21 février 2018

Tout s'explique

Un projet de loi pour « maîtriser » l’immigration

Quelles sont les mesures principales du projet de loi sur l’asile et l’immigration ?

Le ministre de l’Intérieur, Gérard Collomb, a présenté aujourd’hui en Conseil des ministres son projet de loi « pour une immigration maîtrisée et un droit d’asile effectif ». L’objectif est de faire face à l’augmentation des demandes d’asile, l’Office français de protection des réfugiés et apatrides (Ofpra) en ayant enregistré l’an dernier 100 412, soit 17 % de plus qu’en 2016. Pour y parvenir, le projet de loi prévoit de réduire le délai d’examen des demandes à six mois, recours compris, contre 14 actuellement. Le projet de loi cherche également à renforcer la lutte contre l’immigration irrégulière, en proposant plusieurs mesures pour faire respecter les décisions d’expulsion des demandeurs d’asile déboutés, dont l’allongement de la durée de rétention administrative de 45 à 90 jours, voire 135 dans certains cas. Le texte sera présenté à l’Assemblée nationale en avril.

Que lui est-il reproché ?

Plusieurs associations et organisations s’inquiètent du contenu du projet de loi.

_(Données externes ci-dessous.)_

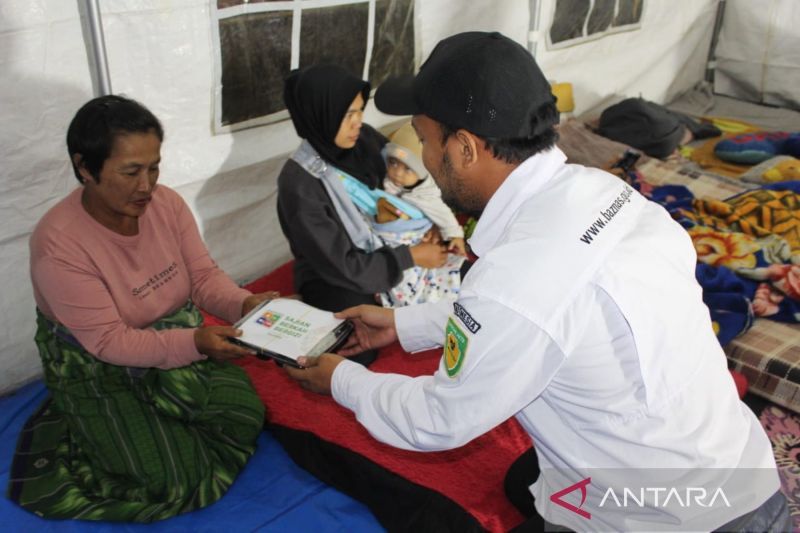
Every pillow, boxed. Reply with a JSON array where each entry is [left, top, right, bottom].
[[714, 131, 800, 165]]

Pour la Cimade, association de soutien aux migrants, celui-ci « consacre un très net recul des droits » en réduisant par exemple le délai pour déposer un recours et en augmentant la durée de rétention administrative, mesure qu’elle juge inefficace. Des agents de l’Ofpra ont fait grève aujourd’hui. Ils dénoncent un texte cherchant à « dissuader les demandeurs d’asile en besoin de protection ». Le personnel de la Cour nationale du droit d’asile, qui examine en appel les demandes d’asile, est également en grève depuis le 13 février pour dénoncer la réduction du temps d’examen des dossiers. Dans un avis du 15 février consulté par Le Monde, le Conseil d’État regrette que ce projet de loi intervienne seulement deux ans après une loi sur les droits des étrangers, ce qui « diminue sensiblement la lisibilité du dispositif » et rend la tâche des agents de l’État « plus difficile ».

De quels droits disposent les demandeurs d’asile actuellement ?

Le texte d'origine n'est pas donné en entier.